Unless you modify your algorithm to perform many dot products
simultaneously, you're probably at your limit.  Depending on what
you're trying to do, you might get close to a 4x speedup on the dot
products (conversely, you might not be able to do any better)

  Brian

On Fri, Apr 30, 2010 at 8:35 PM, Qianqian Fang <fangqq@xxxxxxxxx> wrote:
> hi Marc
>
> On 04/30/2010 06:31 AM, Marc Glisse wrote:
>>
>> On Thu, 29 Apr 2010, Qianqian Fang wrote:
>>
>> Shouldn't there be some magic here for alignment purposes?
>
> thank you for pointing this out. I changed the definition to
>
> typedef struct CPU_float4{
>    float x,y,z,w;
> } float4 __attribute__ ((aligned(16)));
>
> but the run-time using SSE3 remains the same.
> Is my above change correct?
>
>>
>>> now I am trying to use SSE4.x DPPS, but gcc gave me
>>> error. I don't know if I used it with a wrong format.
>>
>> Did you try using the intrinsic _mm_dp_ps?
>
> yes, I removed the asm and use mm_dp_ps, it works now.
> the code now looks like this:
>
> inline float vec_dot(float3 *a,float3 *b){
>        float dot;
>        __m128 na,nb,res;
>        na=_mm_loadu_ps((float*)a);
>        nb=_mm_loadu_ps((float*)b);
>        res=_mm_dp_ps(na,nb,0x7f);
>        _mm_store_ss(&dot,res);
>        return dot;
> }
>
> sadly, using SSE4 only gave me a few percent (2~5%)
> speed-up over the original C code. My profiling result
> indicated the inner product took about 30% of my total
> run time.
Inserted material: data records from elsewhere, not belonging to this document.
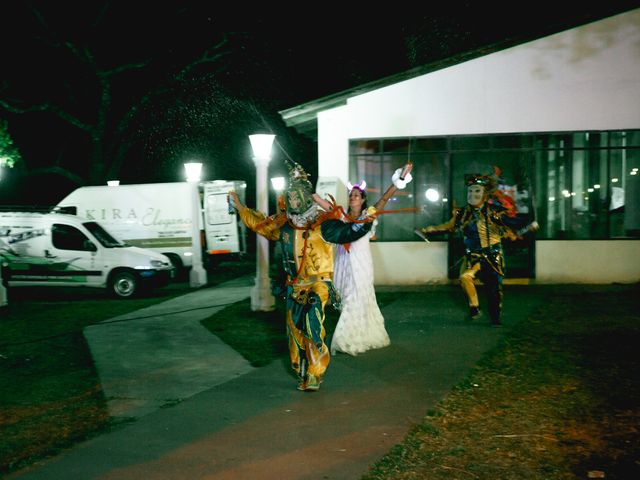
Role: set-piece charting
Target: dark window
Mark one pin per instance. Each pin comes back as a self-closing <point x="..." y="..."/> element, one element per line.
<point x="66" y="237"/>
<point x="577" y="185"/>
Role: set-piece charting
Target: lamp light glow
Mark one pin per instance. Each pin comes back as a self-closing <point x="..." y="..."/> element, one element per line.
<point x="277" y="183"/>
<point x="261" y="144"/>
<point x="193" y="170"/>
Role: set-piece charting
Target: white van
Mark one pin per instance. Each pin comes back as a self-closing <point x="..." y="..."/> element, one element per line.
<point x="160" y="217"/>
<point x="224" y="234"/>
<point x="52" y="249"/>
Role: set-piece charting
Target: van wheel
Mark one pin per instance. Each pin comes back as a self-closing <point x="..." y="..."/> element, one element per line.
<point x="124" y="284"/>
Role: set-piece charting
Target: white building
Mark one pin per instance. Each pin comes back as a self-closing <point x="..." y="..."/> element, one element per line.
<point x="559" y="115"/>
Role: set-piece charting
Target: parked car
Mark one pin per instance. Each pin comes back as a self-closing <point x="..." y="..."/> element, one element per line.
<point x="52" y="249"/>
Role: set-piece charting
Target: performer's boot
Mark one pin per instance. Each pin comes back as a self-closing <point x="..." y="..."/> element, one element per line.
<point x="302" y="375"/>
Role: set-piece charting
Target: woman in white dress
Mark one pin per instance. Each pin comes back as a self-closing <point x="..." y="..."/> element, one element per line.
<point x="361" y="324"/>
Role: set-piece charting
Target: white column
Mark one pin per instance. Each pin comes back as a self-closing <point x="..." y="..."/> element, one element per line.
<point x="261" y="298"/>
<point x="3" y="291"/>
<point x="198" y="275"/>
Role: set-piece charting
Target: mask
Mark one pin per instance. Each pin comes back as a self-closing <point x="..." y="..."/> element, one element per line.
<point x="475" y="195"/>
<point x="298" y="198"/>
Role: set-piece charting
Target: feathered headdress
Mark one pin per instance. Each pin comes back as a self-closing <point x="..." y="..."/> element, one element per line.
<point x="360" y="186"/>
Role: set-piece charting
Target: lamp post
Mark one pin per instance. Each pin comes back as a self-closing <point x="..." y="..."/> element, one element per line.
<point x="197" y="275"/>
<point x="261" y="298"/>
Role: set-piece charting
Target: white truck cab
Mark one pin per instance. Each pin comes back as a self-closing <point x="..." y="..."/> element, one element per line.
<point x="44" y="249"/>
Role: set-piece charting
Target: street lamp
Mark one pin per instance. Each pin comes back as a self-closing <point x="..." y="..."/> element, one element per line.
<point x="197" y="275"/>
<point x="278" y="183"/>
<point x="261" y="298"/>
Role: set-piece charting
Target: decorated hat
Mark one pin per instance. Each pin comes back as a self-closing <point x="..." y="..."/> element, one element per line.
<point x="298" y="194"/>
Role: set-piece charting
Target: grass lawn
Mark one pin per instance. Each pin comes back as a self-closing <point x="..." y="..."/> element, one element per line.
<point x="51" y="396"/>
<point x="559" y="398"/>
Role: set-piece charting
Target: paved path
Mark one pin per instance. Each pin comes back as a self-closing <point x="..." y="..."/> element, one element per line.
<point x="161" y="354"/>
<point x="256" y="425"/>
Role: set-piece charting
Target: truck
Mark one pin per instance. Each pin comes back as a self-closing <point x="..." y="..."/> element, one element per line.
<point x="52" y="249"/>
<point x="224" y="234"/>
<point x="161" y="217"/>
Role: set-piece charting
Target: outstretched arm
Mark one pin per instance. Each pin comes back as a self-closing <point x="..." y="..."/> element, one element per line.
<point x="322" y="202"/>
<point x="399" y="180"/>
<point x="254" y="220"/>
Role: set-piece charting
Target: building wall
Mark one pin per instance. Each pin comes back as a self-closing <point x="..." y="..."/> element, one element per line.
<point x="586" y="78"/>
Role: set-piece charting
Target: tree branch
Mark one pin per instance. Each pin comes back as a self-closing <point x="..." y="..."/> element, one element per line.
<point x="47" y="107"/>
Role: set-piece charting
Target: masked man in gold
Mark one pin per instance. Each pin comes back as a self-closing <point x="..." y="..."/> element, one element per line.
<point x="488" y="217"/>
<point x="305" y="235"/>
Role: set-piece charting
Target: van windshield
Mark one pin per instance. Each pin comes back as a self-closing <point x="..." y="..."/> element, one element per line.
<point x="103" y="236"/>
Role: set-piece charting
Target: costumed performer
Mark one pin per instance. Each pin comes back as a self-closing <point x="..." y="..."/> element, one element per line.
<point x="305" y="235"/>
<point x="488" y="217"/>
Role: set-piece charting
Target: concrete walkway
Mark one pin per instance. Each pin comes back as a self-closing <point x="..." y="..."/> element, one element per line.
<point x="162" y="354"/>
<point x="256" y="425"/>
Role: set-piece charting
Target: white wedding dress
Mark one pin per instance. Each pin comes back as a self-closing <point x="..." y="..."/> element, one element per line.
<point x="361" y="325"/>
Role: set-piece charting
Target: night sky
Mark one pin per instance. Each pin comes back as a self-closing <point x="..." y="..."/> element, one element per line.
<point x="59" y="52"/>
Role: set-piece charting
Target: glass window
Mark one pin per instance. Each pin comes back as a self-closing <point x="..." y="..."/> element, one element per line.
<point x="577" y="185"/>
<point x="430" y="144"/>
<point x="66" y="237"/>
<point x="395" y="145"/>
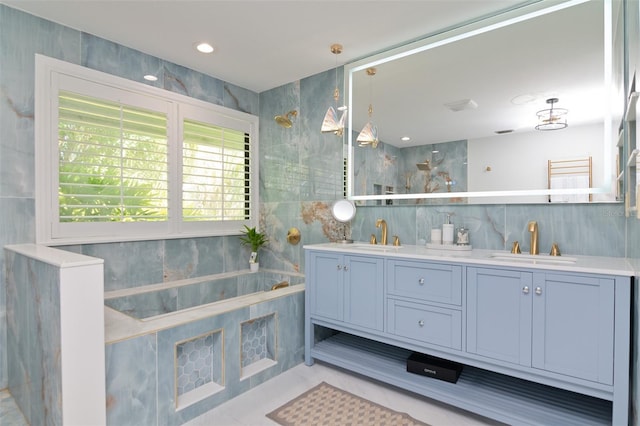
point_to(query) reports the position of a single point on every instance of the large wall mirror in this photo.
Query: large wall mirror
(468, 99)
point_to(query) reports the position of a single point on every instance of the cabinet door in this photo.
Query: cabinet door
(325, 278)
(364, 291)
(499, 314)
(573, 326)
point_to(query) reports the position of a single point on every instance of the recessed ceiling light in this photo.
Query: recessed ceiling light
(461, 105)
(204, 47)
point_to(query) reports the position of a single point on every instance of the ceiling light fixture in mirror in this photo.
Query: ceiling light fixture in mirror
(468, 98)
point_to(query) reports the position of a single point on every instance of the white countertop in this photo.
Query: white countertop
(568, 263)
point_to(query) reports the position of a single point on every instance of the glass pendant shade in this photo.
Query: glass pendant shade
(331, 123)
(368, 135)
(552, 118)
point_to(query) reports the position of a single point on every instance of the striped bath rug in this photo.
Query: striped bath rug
(326, 405)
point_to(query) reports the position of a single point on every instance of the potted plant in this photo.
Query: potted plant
(255, 240)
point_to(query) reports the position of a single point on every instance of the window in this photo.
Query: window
(118, 160)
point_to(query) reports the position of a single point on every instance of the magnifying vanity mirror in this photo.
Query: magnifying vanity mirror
(468, 100)
(344, 211)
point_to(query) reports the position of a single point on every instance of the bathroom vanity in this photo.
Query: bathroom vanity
(543, 340)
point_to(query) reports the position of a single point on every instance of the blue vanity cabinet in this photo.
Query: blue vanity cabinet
(499, 314)
(348, 288)
(556, 322)
(573, 323)
(424, 302)
(540, 345)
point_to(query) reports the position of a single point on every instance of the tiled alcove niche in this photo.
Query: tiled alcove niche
(199, 368)
(258, 344)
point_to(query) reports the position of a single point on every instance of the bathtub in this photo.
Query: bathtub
(155, 300)
(181, 348)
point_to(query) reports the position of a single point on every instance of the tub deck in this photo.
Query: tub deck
(119, 326)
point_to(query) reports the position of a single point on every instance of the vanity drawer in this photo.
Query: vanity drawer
(428, 324)
(431, 282)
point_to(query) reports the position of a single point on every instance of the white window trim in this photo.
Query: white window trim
(48, 72)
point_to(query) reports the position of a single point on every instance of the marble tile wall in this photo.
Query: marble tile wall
(300, 174)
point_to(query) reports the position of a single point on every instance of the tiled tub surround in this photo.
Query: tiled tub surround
(172, 367)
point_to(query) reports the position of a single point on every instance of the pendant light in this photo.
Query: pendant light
(552, 118)
(331, 123)
(369, 134)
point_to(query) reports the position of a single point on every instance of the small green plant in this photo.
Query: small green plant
(254, 239)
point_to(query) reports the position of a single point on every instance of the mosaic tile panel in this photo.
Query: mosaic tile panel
(194, 363)
(257, 340)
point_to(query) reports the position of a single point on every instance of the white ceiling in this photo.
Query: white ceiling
(508, 72)
(260, 44)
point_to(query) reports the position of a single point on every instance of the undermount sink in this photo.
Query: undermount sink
(533, 258)
(376, 247)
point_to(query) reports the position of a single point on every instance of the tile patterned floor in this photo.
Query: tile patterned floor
(250, 408)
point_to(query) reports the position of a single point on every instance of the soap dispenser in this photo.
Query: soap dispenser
(447, 231)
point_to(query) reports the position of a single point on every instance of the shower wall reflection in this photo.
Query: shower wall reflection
(413, 170)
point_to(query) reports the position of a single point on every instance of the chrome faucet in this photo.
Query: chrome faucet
(383, 224)
(533, 228)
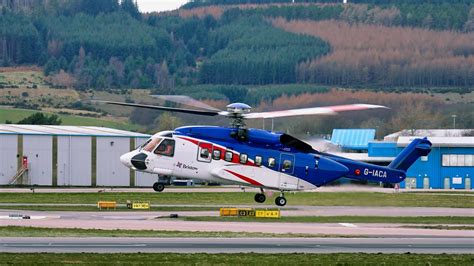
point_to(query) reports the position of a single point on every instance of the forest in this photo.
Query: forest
(375, 43)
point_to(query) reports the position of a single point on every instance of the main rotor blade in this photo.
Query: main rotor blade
(183, 99)
(164, 108)
(326, 110)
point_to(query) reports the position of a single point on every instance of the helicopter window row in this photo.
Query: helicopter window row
(228, 156)
(166, 148)
(204, 154)
(216, 155)
(271, 162)
(286, 165)
(243, 158)
(150, 145)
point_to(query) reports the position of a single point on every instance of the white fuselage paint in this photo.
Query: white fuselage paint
(186, 164)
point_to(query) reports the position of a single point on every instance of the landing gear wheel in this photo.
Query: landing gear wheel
(280, 201)
(158, 187)
(260, 197)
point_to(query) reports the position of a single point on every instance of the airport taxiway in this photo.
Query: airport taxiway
(238, 245)
(285, 211)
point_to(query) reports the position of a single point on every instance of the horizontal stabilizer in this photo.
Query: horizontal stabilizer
(416, 149)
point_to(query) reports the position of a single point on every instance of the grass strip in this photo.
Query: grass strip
(26, 231)
(95, 209)
(440, 227)
(241, 198)
(465, 220)
(238, 259)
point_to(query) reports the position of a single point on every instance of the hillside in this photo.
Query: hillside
(233, 42)
(268, 53)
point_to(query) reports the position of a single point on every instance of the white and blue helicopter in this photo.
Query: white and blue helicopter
(255, 157)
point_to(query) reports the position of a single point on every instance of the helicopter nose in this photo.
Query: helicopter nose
(126, 159)
(138, 161)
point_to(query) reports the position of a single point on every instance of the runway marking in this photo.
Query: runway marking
(348, 225)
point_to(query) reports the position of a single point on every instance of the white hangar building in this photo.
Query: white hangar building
(68, 156)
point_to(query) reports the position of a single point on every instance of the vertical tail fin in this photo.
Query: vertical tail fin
(416, 149)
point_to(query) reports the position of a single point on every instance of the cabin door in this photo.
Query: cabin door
(287, 169)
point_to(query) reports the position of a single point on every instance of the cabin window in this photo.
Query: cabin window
(271, 162)
(151, 145)
(166, 148)
(286, 165)
(228, 156)
(243, 158)
(216, 155)
(205, 154)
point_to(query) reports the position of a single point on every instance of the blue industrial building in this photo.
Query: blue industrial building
(450, 165)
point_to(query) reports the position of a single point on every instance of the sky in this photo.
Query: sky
(159, 5)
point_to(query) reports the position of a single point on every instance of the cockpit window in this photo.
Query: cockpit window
(166, 148)
(150, 145)
(141, 146)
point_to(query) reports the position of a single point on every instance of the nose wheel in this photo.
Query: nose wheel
(260, 197)
(280, 200)
(158, 187)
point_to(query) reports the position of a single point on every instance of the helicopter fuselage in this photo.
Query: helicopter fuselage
(251, 157)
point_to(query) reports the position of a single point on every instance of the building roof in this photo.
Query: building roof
(13, 129)
(355, 139)
(429, 133)
(464, 142)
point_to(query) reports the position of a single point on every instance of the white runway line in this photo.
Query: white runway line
(348, 225)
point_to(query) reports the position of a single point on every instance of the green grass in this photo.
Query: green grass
(238, 198)
(238, 259)
(343, 219)
(16, 115)
(94, 208)
(440, 227)
(23, 231)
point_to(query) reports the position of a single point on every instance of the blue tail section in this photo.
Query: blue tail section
(416, 149)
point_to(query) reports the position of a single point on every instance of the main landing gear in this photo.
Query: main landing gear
(279, 201)
(158, 187)
(260, 197)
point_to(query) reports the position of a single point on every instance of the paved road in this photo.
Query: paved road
(238, 245)
(341, 188)
(286, 211)
(346, 229)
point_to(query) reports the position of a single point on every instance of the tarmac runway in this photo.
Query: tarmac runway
(230, 188)
(285, 211)
(238, 245)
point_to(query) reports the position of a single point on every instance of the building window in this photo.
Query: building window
(271, 162)
(469, 160)
(216, 155)
(461, 160)
(243, 158)
(228, 156)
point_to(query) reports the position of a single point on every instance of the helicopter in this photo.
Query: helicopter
(253, 157)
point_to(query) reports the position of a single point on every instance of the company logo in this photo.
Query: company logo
(184, 166)
(375, 173)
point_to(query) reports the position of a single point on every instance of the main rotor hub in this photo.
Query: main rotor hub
(238, 108)
(236, 113)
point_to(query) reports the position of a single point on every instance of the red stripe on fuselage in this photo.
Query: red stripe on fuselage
(246, 179)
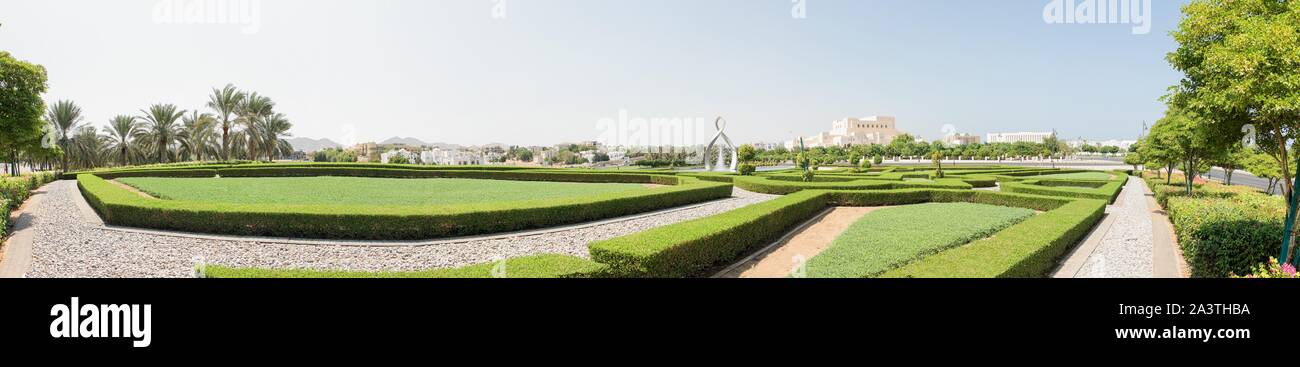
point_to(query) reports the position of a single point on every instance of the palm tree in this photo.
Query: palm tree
(89, 149)
(273, 129)
(195, 134)
(120, 132)
(160, 126)
(225, 102)
(252, 113)
(65, 115)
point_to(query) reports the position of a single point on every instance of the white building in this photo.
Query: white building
(1018, 137)
(961, 139)
(408, 155)
(866, 130)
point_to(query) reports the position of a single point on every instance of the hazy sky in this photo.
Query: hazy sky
(551, 69)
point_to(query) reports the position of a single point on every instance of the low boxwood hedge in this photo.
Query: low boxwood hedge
(118, 206)
(547, 266)
(767, 185)
(700, 246)
(1028, 249)
(1101, 190)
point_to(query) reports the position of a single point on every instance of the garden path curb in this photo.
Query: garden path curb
(17, 250)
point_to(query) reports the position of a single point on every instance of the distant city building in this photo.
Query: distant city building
(1018, 137)
(961, 139)
(866, 130)
(442, 156)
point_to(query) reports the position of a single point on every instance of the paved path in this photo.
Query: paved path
(68, 244)
(1132, 241)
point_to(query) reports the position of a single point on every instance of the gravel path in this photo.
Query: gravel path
(1126, 250)
(68, 246)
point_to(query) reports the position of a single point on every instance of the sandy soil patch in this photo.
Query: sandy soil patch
(804, 245)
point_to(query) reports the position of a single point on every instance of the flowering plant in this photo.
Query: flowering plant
(1274, 270)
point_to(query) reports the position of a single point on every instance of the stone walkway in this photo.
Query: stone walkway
(68, 245)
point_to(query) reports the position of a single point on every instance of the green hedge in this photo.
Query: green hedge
(766, 185)
(703, 245)
(1028, 249)
(547, 266)
(697, 246)
(118, 206)
(1222, 231)
(1101, 190)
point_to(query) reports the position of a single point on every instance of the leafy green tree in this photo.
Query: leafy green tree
(1134, 159)
(1240, 64)
(21, 106)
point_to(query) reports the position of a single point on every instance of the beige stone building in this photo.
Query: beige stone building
(845, 132)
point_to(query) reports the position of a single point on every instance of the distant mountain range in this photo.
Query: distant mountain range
(308, 145)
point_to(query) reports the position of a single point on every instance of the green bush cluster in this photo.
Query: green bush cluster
(1222, 231)
(892, 237)
(781, 186)
(118, 206)
(1103, 190)
(693, 247)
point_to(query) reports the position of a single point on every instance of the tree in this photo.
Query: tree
(1240, 61)
(1134, 159)
(21, 86)
(160, 126)
(65, 115)
(120, 132)
(225, 102)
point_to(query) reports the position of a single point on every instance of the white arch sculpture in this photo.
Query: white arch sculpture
(720, 164)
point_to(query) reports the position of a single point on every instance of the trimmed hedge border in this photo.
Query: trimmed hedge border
(1101, 190)
(546, 266)
(766, 185)
(118, 206)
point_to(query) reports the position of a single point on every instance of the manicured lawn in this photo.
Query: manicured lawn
(1100, 176)
(893, 237)
(365, 191)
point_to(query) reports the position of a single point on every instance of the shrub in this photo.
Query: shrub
(893, 237)
(693, 247)
(1225, 236)
(546, 266)
(1028, 249)
(1273, 270)
(748, 169)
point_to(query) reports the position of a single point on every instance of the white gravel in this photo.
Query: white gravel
(68, 246)
(1126, 250)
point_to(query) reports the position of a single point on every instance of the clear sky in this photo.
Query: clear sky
(550, 69)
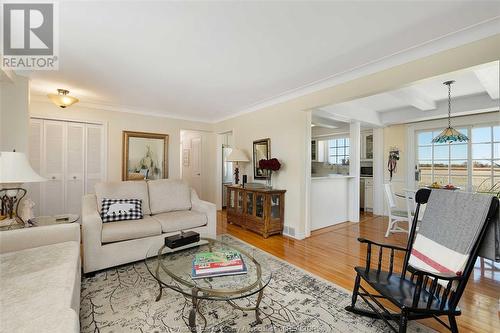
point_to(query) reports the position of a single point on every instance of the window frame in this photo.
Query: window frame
(469, 157)
(345, 146)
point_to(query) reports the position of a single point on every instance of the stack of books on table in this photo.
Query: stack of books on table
(212, 264)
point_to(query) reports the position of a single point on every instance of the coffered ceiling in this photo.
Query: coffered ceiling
(475, 90)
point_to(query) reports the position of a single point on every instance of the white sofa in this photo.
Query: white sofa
(40, 279)
(168, 207)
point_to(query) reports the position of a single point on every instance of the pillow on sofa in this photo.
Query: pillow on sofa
(123, 190)
(168, 195)
(121, 209)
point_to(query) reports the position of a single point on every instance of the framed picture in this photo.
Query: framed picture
(145, 156)
(261, 150)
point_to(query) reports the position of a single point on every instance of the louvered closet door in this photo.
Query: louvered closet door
(75, 167)
(54, 158)
(35, 158)
(94, 157)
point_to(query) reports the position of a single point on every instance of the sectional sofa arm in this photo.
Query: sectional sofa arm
(208, 208)
(27, 238)
(91, 222)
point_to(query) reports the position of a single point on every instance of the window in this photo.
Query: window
(338, 151)
(473, 165)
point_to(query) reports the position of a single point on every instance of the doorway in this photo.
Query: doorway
(224, 168)
(191, 160)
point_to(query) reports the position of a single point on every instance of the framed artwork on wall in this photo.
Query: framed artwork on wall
(144, 156)
(261, 150)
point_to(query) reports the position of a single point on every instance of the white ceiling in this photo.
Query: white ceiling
(475, 90)
(212, 60)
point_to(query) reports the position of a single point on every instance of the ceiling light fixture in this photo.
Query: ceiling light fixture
(449, 134)
(62, 99)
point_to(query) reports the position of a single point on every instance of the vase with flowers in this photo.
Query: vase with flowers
(270, 165)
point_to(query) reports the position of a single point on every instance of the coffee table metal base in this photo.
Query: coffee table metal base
(195, 303)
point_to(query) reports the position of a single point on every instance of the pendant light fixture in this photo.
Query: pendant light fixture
(62, 99)
(449, 134)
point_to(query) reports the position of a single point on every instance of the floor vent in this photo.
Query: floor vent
(289, 230)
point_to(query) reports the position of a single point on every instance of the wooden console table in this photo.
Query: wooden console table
(258, 209)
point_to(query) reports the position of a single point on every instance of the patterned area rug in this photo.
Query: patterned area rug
(123, 300)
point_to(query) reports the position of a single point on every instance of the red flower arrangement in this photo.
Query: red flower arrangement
(272, 164)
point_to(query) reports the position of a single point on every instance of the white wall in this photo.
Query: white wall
(208, 162)
(14, 118)
(116, 122)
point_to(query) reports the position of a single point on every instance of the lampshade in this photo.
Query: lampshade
(237, 155)
(15, 169)
(449, 134)
(62, 99)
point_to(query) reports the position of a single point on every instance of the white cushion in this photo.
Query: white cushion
(38, 286)
(133, 189)
(126, 230)
(167, 195)
(181, 220)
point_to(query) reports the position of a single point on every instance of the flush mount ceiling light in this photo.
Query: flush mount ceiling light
(62, 99)
(449, 134)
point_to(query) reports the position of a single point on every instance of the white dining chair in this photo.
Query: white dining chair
(395, 215)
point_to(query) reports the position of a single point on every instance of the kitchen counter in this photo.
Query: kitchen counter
(329, 200)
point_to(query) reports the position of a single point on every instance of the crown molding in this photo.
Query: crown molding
(460, 37)
(96, 105)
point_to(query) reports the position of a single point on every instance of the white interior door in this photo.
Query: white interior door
(196, 174)
(94, 156)
(75, 164)
(54, 157)
(35, 157)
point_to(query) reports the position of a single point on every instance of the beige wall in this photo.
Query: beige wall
(116, 122)
(286, 123)
(14, 101)
(208, 162)
(287, 128)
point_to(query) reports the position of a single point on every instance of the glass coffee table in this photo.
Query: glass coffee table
(172, 269)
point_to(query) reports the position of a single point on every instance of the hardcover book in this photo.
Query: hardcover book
(212, 264)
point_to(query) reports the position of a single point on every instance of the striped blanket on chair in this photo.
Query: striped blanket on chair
(451, 225)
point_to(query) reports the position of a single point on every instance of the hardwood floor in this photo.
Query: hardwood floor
(331, 253)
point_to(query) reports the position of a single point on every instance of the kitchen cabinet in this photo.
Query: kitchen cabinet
(368, 194)
(367, 146)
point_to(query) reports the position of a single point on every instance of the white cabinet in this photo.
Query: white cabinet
(367, 146)
(368, 194)
(70, 156)
(53, 168)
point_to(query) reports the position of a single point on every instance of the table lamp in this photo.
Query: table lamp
(237, 156)
(15, 170)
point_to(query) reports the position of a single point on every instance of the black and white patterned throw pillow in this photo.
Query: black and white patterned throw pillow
(121, 209)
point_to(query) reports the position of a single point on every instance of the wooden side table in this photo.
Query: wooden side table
(260, 210)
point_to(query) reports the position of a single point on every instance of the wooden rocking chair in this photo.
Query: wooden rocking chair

Does this speedup make sense?
>
>>>               "dpps %%xmm0, %%xmm1, 0xF1 \n\t"
>>
>> Maybe the order of the arguments is reversed in asm and it likes a $
>> before a constant (and it prefers fewer parentheses on the next line).
>
>
> with gcc -S, I can see that the assembly is in fact
> dpps 127, xmm1, xmm0, so perhaps it was reversed
> in my previous version.
>
>
>> In any case, you shouldn't get a factor 2 compared to the SSE3 version, so
>> that won't be enough for you.
>
> well, as I mentioned earlier, using SSE3 made my code 2.5x slower, not
> faster.
> SSE4 is now 2~5% faster, but still not as significant as I thought.
> I guess that's probably the best I can do with it. Right?
>
> thanks
>
> Qianqian
>